The security research firm Sucuri and a team of WordPress developers have discovered a crucial flaw that can potentially put thousands if not millions of websites at risk.
The flaw they discovered resided in the misuse of the add_query_arg() and the remove_query_arg() functions. As a consequence, the vulnerability open up new doors for attackers to steal information and execute malicious commands using cross-site scripting (XSS).
According to developers and researchers, the XSS exploit arose not through the developer’s inability to correctly code their plugins, but rather it was because of the official WordPress Official Documentation (Codex).
Daniel Cid, founder and CTO of Sucuri, wrote in his blog that it was the Codex’s unclear explanation of the functions that led developers to “assume that these functions would escape the user input…when [in reality] it does not.” Such ambiguity resulted in many popular plugins to become vulnerable to the XSS exploit.
Jetpack, WordPress SEO, Google Analytics by Yoast, All In one SEO, Gravity Forms, WPTouch, and a slew of other well-known plugins all fell victim to the recently discovered exploit. There are probably plenty of plugins out there that are susceptible, and the only way to mitigate chances of becoming victims is update all plugins as soon as possible.

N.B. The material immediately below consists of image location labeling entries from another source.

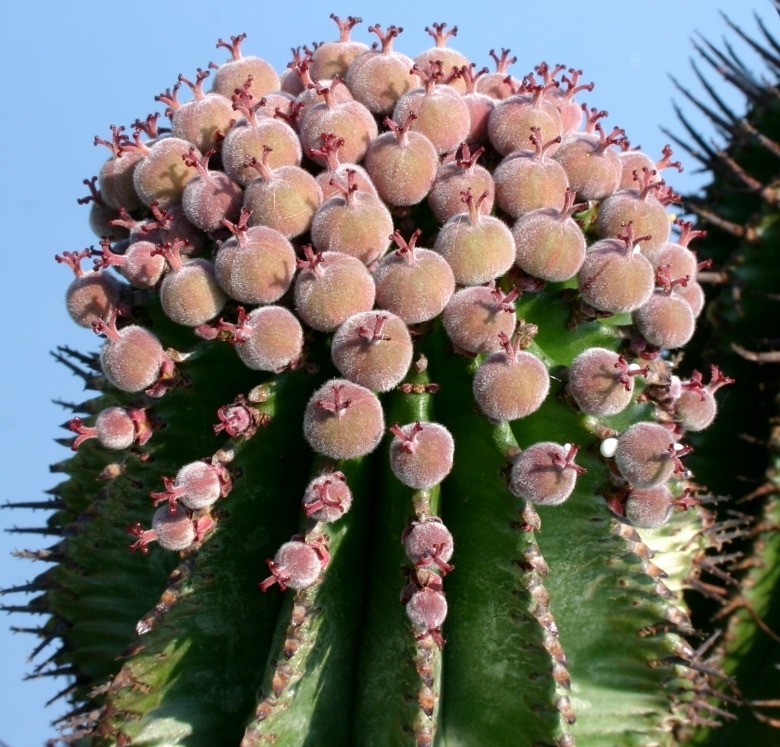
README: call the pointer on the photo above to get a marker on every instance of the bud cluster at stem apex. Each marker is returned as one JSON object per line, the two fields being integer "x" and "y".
{"x": 367, "y": 200}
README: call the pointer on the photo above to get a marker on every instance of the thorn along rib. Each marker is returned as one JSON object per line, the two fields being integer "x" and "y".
{"x": 351, "y": 470}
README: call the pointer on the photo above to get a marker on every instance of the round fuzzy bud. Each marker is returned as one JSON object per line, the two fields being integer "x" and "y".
{"x": 601, "y": 383}
{"x": 296, "y": 565}
{"x": 327, "y": 497}
{"x": 592, "y": 167}
{"x": 330, "y": 288}
{"x": 421, "y": 454}
{"x": 284, "y": 199}
{"x": 640, "y": 207}
{"x": 257, "y": 265}
{"x": 510, "y": 384}
{"x": 343, "y": 420}
{"x": 190, "y": 294}
{"x": 475, "y": 318}
{"x": 141, "y": 264}
{"x": 238, "y": 70}
{"x": 92, "y": 296}
{"x": 355, "y": 223}
{"x": 210, "y": 197}
{"x": 334, "y": 58}
{"x": 204, "y": 120}
{"x": 450, "y": 59}
{"x": 378, "y": 78}
{"x": 615, "y": 276}
{"x": 270, "y": 339}
{"x": 336, "y": 174}
{"x": 645, "y": 454}
{"x": 162, "y": 175}
{"x": 114, "y": 428}
{"x": 249, "y": 139}
{"x": 499, "y": 85}
{"x": 413, "y": 283}
{"x": 440, "y": 113}
{"x": 455, "y": 178}
{"x": 478, "y": 247}
{"x": 549, "y": 243}
{"x": 512, "y": 119}
{"x": 173, "y": 529}
{"x": 527, "y": 181}
{"x": 197, "y": 485}
{"x": 695, "y": 407}
{"x": 349, "y": 121}
{"x": 427, "y": 610}
{"x": 545, "y": 473}
{"x": 373, "y": 349}
{"x": 635, "y": 161}
{"x": 402, "y": 164}
{"x": 115, "y": 180}
{"x": 649, "y": 508}
{"x": 132, "y": 358}
{"x": 429, "y": 545}
{"x": 666, "y": 320}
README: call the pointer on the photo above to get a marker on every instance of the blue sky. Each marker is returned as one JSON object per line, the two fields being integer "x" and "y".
{"x": 72, "y": 69}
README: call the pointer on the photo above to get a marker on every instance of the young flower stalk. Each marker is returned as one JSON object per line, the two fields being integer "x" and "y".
{"x": 365, "y": 320}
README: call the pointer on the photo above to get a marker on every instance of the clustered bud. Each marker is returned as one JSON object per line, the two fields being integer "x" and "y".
{"x": 266, "y": 219}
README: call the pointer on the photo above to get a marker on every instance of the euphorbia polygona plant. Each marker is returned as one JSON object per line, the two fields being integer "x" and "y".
{"x": 387, "y": 404}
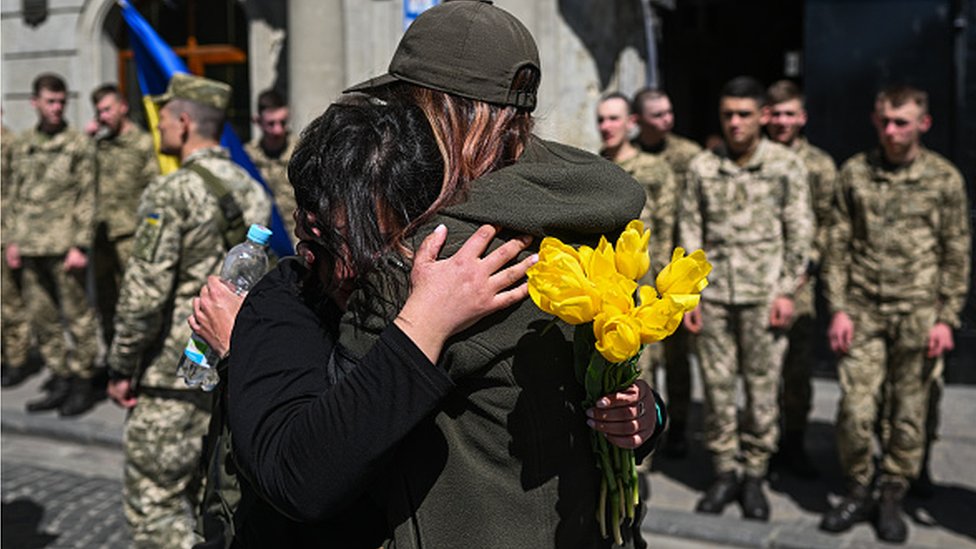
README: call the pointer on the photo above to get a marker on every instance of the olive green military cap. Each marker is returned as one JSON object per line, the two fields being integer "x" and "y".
{"x": 468, "y": 48}
{"x": 197, "y": 89}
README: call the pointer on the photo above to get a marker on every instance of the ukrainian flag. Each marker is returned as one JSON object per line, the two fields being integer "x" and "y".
{"x": 155, "y": 64}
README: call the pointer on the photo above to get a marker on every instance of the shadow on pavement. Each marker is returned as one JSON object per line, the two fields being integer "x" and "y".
{"x": 811, "y": 494}
{"x": 952, "y": 507}
{"x": 21, "y": 519}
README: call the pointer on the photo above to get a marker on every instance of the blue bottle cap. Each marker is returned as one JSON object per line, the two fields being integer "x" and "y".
{"x": 259, "y": 234}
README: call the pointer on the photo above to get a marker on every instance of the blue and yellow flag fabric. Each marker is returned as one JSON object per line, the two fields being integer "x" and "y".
{"x": 155, "y": 64}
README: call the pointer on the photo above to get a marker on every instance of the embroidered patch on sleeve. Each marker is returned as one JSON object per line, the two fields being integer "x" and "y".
{"x": 147, "y": 236}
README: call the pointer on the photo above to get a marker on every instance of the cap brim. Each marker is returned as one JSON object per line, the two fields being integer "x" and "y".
{"x": 161, "y": 98}
{"x": 372, "y": 84}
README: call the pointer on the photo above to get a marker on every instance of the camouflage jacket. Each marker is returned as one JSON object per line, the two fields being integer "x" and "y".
{"x": 275, "y": 174}
{"x": 660, "y": 208}
{"x": 823, "y": 175}
{"x": 125, "y": 164}
{"x": 177, "y": 245}
{"x": 754, "y": 222}
{"x": 900, "y": 238}
{"x": 6, "y": 139}
{"x": 52, "y": 192}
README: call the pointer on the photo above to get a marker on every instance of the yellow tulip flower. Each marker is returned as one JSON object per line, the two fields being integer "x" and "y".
{"x": 684, "y": 275}
{"x": 630, "y": 255}
{"x": 559, "y": 286}
{"x": 657, "y": 317}
{"x": 617, "y": 336}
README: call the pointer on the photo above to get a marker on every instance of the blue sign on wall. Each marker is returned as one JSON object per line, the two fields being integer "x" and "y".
{"x": 413, "y": 8}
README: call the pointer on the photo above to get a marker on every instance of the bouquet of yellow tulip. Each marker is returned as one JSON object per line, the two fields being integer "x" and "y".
{"x": 594, "y": 290}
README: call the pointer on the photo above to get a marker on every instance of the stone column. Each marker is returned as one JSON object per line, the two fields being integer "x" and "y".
{"x": 316, "y": 57}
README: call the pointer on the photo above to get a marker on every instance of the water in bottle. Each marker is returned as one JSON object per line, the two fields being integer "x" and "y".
{"x": 244, "y": 265}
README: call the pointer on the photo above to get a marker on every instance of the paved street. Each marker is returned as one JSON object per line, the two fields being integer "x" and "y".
{"x": 60, "y": 494}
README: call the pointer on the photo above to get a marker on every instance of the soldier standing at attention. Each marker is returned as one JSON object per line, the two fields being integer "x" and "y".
{"x": 188, "y": 220}
{"x": 272, "y": 152}
{"x": 897, "y": 275}
{"x": 615, "y": 121}
{"x": 125, "y": 162}
{"x": 51, "y": 204}
{"x": 655, "y": 117}
{"x": 787, "y": 116}
{"x": 747, "y": 205}
{"x": 15, "y": 329}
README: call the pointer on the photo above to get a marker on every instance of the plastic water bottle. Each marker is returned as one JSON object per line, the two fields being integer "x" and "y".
{"x": 244, "y": 265}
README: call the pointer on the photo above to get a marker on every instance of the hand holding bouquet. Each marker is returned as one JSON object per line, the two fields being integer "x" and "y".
{"x": 594, "y": 290}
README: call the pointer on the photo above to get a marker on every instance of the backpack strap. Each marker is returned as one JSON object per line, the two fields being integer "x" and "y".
{"x": 232, "y": 226}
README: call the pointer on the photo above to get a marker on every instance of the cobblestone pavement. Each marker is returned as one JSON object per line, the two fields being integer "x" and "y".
{"x": 67, "y": 498}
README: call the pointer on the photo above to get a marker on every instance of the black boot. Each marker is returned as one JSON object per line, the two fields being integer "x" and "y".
{"x": 80, "y": 400}
{"x": 890, "y": 524}
{"x": 794, "y": 455}
{"x": 723, "y": 491}
{"x": 855, "y": 507}
{"x": 57, "y": 393}
{"x": 754, "y": 503}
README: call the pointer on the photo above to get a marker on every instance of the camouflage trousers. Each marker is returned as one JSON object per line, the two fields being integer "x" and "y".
{"x": 109, "y": 258}
{"x": 796, "y": 396}
{"x": 54, "y": 296}
{"x": 885, "y": 372}
{"x": 735, "y": 342}
{"x": 15, "y": 327}
{"x": 163, "y": 481}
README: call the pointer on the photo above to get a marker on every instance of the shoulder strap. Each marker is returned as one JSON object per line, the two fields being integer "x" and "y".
{"x": 232, "y": 218}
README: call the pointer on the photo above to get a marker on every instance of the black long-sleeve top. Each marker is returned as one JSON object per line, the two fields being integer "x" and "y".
{"x": 310, "y": 427}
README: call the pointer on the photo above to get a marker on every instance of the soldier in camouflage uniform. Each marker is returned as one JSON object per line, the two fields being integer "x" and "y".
{"x": 897, "y": 275}
{"x": 615, "y": 122}
{"x": 787, "y": 116}
{"x": 655, "y": 117}
{"x": 180, "y": 240}
{"x": 51, "y": 204}
{"x": 272, "y": 152}
{"x": 15, "y": 330}
{"x": 125, "y": 162}
{"x": 747, "y": 205}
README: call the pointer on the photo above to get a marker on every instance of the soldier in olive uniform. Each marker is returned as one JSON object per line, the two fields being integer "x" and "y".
{"x": 897, "y": 275}
{"x": 15, "y": 329}
{"x": 51, "y": 204}
{"x": 125, "y": 162}
{"x": 787, "y": 116}
{"x": 655, "y": 118}
{"x": 747, "y": 205}
{"x": 181, "y": 239}
{"x": 272, "y": 152}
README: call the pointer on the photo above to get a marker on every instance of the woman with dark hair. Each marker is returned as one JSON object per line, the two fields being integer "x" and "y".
{"x": 505, "y": 460}
{"x": 306, "y": 416}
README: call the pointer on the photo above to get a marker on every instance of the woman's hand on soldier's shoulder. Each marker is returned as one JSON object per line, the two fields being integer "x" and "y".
{"x": 451, "y": 294}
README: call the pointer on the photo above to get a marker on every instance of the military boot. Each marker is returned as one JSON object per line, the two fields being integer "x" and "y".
{"x": 80, "y": 400}
{"x": 723, "y": 491}
{"x": 855, "y": 507}
{"x": 57, "y": 392}
{"x": 890, "y": 524}
{"x": 755, "y": 506}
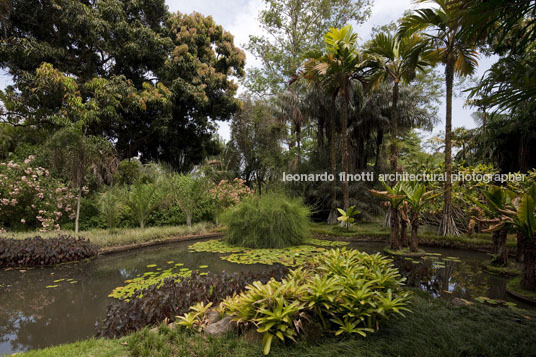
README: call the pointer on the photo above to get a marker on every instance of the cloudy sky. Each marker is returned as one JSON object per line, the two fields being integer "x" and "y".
{"x": 240, "y": 18}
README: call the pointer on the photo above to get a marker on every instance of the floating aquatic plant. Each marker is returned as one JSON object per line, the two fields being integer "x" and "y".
{"x": 147, "y": 279}
{"x": 291, "y": 256}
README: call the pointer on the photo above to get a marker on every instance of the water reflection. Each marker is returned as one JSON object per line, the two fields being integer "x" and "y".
{"x": 33, "y": 316}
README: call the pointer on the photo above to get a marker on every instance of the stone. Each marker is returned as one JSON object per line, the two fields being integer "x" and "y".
{"x": 458, "y": 302}
{"x": 212, "y": 316}
{"x": 221, "y": 327}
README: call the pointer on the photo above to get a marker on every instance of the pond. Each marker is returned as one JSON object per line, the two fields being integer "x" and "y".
{"x": 47, "y": 306}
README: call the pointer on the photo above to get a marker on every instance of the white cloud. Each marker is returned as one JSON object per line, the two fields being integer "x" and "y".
{"x": 240, "y": 18}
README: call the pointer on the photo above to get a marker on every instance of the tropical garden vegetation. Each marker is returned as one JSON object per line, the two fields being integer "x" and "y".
{"x": 109, "y": 142}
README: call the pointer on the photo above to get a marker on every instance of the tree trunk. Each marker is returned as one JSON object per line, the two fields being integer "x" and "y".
{"x": 448, "y": 225}
{"x": 414, "y": 239}
{"x": 528, "y": 275}
{"x": 344, "y": 132}
{"x": 189, "y": 220}
{"x": 404, "y": 221}
{"x": 332, "y": 218}
{"x": 298, "y": 144}
{"x": 78, "y": 199}
{"x": 394, "y": 131}
{"x": 484, "y": 139}
{"x": 395, "y": 222}
{"x": 378, "y": 164}
{"x": 499, "y": 247}
{"x": 519, "y": 247}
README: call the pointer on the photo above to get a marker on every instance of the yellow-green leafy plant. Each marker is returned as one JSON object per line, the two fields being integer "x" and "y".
{"x": 344, "y": 291}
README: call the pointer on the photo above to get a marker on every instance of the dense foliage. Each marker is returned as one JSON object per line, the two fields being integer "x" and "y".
{"x": 38, "y": 251}
{"x": 31, "y": 198}
{"x": 171, "y": 298}
{"x": 267, "y": 221}
{"x": 339, "y": 292}
{"x": 152, "y": 81}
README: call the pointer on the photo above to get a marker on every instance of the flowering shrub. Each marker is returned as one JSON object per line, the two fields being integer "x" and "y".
{"x": 230, "y": 193}
{"x": 30, "y": 197}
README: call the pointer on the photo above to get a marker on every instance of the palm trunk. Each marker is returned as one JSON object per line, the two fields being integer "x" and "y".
{"x": 414, "y": 240}
{"x": 344, "y": 131}
{"x": 394, "y": 131}
{"x": 189, "y": 220}
{"x": 404, "y": 227}
{"x": 298, "y": 144}
{"x": 499, "y": 247}
{"x": 519, "y": 247}
{"x": 78, "y": 199}
{"x": 332, "y": 218}
{"x": 395, "y": 222}
{"x": 484, "y": 140}
{"x": 447, "y": 225}
{"x": 528, "y": 274}
{"x": 378, "y": 164}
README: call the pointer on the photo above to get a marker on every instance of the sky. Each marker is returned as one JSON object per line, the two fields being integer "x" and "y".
{"x": 239, "y": 17}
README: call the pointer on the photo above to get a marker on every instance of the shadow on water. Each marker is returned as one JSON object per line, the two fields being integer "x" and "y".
{"x": 34, "y": 316}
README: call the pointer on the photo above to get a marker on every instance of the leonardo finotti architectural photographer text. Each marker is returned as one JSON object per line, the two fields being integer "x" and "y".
{"x": 404, "y": 176}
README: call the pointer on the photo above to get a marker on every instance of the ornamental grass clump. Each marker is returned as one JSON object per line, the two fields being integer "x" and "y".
{"x": 267, "y": 221}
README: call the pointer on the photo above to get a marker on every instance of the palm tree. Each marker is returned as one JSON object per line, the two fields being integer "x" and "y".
{"x": 341, "y": 64}
{"x": 417, "y": 197}
{"x": 459, "y": 56}
{"x": 317, "y": 106}
{"x": 399, "y": 59}
{"x": 75, "y": 155}
{"x": 394, "y": 196}
{"x": 288, "y": 109}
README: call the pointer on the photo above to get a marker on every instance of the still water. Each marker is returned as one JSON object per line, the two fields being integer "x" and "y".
{"x": 34, "y": 316}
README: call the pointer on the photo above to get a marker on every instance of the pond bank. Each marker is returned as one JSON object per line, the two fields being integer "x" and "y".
{"x": 463, "y": 330}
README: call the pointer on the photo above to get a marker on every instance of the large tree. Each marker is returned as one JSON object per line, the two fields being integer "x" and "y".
{"x": 339, "y": 68}
{"x": 295, "y": 28}
{"x": 399, "y": 59}
{"x": 152, "y": 82}
{"x": 443, "y": 25}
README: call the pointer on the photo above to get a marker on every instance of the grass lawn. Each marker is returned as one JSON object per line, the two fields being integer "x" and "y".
{"x": 126, "y": 236}
{"x": 427, "y": 236}
{"x": 435, "y": 328}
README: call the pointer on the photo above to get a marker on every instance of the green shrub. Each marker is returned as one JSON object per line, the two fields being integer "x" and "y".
{"x": 38, "y": 251}
{"x": 172, "y": 297}
{"x": 342, "y": 291}
{"x": 268, "y": 221}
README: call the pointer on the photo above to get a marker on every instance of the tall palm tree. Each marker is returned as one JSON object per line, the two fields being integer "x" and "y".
{"x": 76, "y": 155}
{"x": 399, "y": 59}
{"x": 341, "y": 64}
{"x": 444, "y": 27}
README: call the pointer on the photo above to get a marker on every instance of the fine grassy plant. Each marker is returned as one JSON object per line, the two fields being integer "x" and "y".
{"x": 142, "y": 199}
{"x": 110, "y": 207}
{"x": 347, "y": 217}
{"x": 186, "y": 192}
{"x": 267, "y": 221}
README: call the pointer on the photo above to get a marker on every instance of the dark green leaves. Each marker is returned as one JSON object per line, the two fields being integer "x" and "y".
{"x": 38, "y": 251}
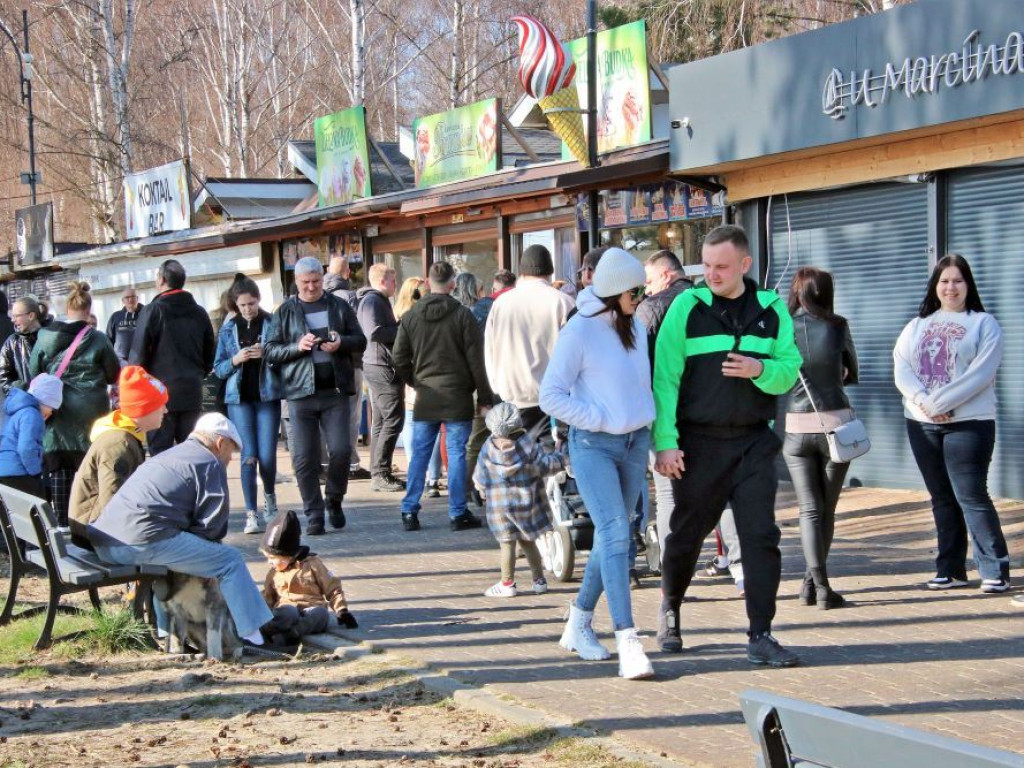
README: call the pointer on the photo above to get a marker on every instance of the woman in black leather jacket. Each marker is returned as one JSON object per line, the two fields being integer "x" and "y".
{"x": 829, "y": 364}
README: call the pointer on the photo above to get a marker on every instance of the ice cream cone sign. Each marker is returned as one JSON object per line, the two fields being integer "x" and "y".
{"x": 546, "y": 71}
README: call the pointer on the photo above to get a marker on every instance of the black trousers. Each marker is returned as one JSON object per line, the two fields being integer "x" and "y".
{"x": 818, "y": 481}
{"x": 175, "y": 429}
{"x": 327, "y": 411}
{"x": 739, "y": 471}
{"x": 388, "y": 399}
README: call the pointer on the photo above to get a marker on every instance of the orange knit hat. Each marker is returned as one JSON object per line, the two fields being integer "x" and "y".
{"x": 139, "y": 393}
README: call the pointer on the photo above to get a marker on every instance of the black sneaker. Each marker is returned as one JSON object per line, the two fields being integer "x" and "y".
{"x": 465, "y": 521}
{"x": 387, "y": 484}
{"x": 764, "y": 649}
{"x": 669, "y": 638}
{"x": 336, "y": 515}
{"x": 359, "y": 473}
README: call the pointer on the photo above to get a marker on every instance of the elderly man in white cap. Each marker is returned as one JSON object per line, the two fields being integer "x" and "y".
{"x": 173, "y": 512}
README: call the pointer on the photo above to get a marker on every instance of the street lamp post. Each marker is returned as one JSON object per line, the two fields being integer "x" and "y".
{"x": 25, "y": 71}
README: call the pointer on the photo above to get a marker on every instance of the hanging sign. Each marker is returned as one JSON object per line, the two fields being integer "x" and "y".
{"x": 623, "y": 85}
{"x": 458, "y": 144}
{"x": 158, "y": 201}
{"x": 342, "y": 157}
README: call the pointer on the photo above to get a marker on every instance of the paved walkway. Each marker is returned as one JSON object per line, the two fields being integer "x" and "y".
{"x": 949, "y": 663}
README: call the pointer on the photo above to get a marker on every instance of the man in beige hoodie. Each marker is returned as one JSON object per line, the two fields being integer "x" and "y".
{"x": 521, "y": 331}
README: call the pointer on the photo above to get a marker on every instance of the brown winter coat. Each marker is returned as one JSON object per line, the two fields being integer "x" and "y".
{"x": 307, "y": 584}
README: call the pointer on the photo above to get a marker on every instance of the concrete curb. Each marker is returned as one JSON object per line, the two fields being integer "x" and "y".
{"x": 488, "y": 702}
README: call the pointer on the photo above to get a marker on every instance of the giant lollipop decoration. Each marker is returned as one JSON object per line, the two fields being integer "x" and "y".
{"x": 547, "y": 70}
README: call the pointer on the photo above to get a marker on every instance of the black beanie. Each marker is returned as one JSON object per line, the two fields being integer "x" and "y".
{"x": 284, "y": 536}
{"x": 536, "y": 262}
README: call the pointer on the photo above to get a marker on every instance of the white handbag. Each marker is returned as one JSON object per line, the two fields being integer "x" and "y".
{"x": 848, "y": 440}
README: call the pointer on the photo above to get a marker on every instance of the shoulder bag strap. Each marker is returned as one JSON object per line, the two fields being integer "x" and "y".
{"x": 70, "y": 352}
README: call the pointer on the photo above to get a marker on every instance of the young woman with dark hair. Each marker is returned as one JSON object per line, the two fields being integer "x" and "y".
{"x": 598, "y": 382}
{"x": 252, "y": 395}
{"x": 945, "y": 366}
{"x": 829, "y": 364}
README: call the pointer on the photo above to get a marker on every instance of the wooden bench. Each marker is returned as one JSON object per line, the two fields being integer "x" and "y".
{"x": 35, "y": 541}
{"x": 792, "y": 733}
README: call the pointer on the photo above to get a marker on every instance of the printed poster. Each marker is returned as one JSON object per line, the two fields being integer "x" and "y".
{"x": 623, "y": 86}
{"x": 342, "y": 157}
{"x": 459, "y": 144}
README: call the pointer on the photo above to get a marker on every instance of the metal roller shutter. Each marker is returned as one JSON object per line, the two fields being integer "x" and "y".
{"x": 984, "y": 216}
{"x": 873, "y": 240}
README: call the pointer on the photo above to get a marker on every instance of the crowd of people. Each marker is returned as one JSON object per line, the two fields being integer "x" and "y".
{"x": 633, "y": 373}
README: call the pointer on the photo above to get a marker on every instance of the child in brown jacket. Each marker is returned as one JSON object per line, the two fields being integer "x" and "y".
{"x": 299, "y": 588}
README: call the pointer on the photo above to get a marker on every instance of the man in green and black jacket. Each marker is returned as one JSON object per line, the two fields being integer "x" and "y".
{"x": 725, "y": 351}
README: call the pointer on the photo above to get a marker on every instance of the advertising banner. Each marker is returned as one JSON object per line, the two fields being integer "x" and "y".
{"x": 158, "y": 201}
{"x": 34, "y": 232}
{"x": 459, "y": 144}
{"x": 623, "y": 85}
{"x": 342, "y": 157}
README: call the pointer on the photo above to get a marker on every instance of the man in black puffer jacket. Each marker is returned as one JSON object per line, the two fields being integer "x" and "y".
{"x": 174, "y": 342}
{"x": 439, "y": 352}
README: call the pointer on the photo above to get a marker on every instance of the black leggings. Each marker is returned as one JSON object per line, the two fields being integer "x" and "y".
{"x": 818, "y": 481}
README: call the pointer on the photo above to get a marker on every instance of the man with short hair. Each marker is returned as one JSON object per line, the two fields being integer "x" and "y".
{"x": 438, "y": 353}
{"x": 387, "y": 394}
{"x": 174, "y": 341}
{"x": 173, "y": 512}
{"x": 17, "y": 347}
{"x": 339, "y": 282}
{"x": 712, "y": 434}
{"x": 121, "y": 327}
{"x": 311, "y": 341}
{"x": 521, "y": 332}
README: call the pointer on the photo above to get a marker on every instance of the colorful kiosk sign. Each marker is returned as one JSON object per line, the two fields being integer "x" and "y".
{"x": 623, "y": 85}
{"x": 459, "y": 144}
{"x": 158, "y": 201}
{"x": 342, "y": 157}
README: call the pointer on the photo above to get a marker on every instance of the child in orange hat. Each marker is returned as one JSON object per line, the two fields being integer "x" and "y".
{"x": 118, "y": 448}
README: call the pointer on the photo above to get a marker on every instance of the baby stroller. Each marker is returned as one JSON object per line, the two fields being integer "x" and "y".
{"x": 573, "y": 528}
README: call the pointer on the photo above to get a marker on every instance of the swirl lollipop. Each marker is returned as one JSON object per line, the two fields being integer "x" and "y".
{"x": 547, "y": 70}
{"x": 545, "y": 66}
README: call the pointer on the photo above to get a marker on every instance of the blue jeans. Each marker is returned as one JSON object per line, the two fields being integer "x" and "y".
{"x": 610, "y": 471}
{"x": 187, "y": 553}
{"x": 434, "y": 468}
{"x": 953, "y": 460}
{"x": 259, "y": 424}
{"x": 424, "y": 436}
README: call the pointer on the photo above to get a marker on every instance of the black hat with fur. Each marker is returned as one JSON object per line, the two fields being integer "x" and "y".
{"x": 284, "y": 537}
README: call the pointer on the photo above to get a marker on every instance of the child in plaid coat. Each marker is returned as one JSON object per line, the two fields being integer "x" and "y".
{"x": 510, "y": 473}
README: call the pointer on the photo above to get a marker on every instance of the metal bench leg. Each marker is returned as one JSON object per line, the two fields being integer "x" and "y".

Sucuri wrote on its blog that WordPress admins must patch their sites ASAP, and for an added layer of protection admins should restrict their wp-admin directory to only verified (white-listed) IP addresses. Even after all this is done, the security watchdog also recommends WordPress users to regularly monitor their site logs to pick out anything that seems abnormal. Additionally, you can also install Sucuri’s plugin or Sitecheck to do the scanning for you. Lastly, site admins should add an Intrusion Prevention System (IPS) or Web Application Firewall (WAF) to block most common forms of XSS attacks.
The recent discovery of the XSS exploit says a lot about how a popular platform can succumb quickly even the most minor vulnerability. However, it also reveals that the WordPress community is full of true professionals and dedicated developers. As soon as the function vulnerability was discovered, all the major plugin developers came together to come up with a game plan to fix and deploy the patches in unison. This streamlined collaboration across such an immense network is hard to come by.
As of today, all of the major plugins mentioned above are fully patched, and all site admins have to do is sign into their CMS and apply the updates. Users that don’t see update notifications should clear their cache by going to their wp-admin/update-core.php.
With only a 3-4 days window, the WordPress developer community were able to assemble quickly to come up with patches that plugged up the XSS patch, so kudos to them! Developers that have not updated their plugins are advised to do the following:
“The short version for developers of how to fix this issue: if you’re using either add_query_arg or remove_query_arg without passing in the URL, it bases the URL it creates off of $_SERVER[‘REQUEST_URI’]. In that process, it URL decodes the parameter names in the request URI, allowing for XSS. The solution is to simply wrap the output in esc_url and you’re done. Not a hard fix, but it has to be done.”
Joost de Valk from Yoast have even offered a helping hand if developers don’t know where to start. You can contact him via @joostdevtalk and he’ll explain to you how to exploit the vulnerability and where developers should start to fix the security exploit.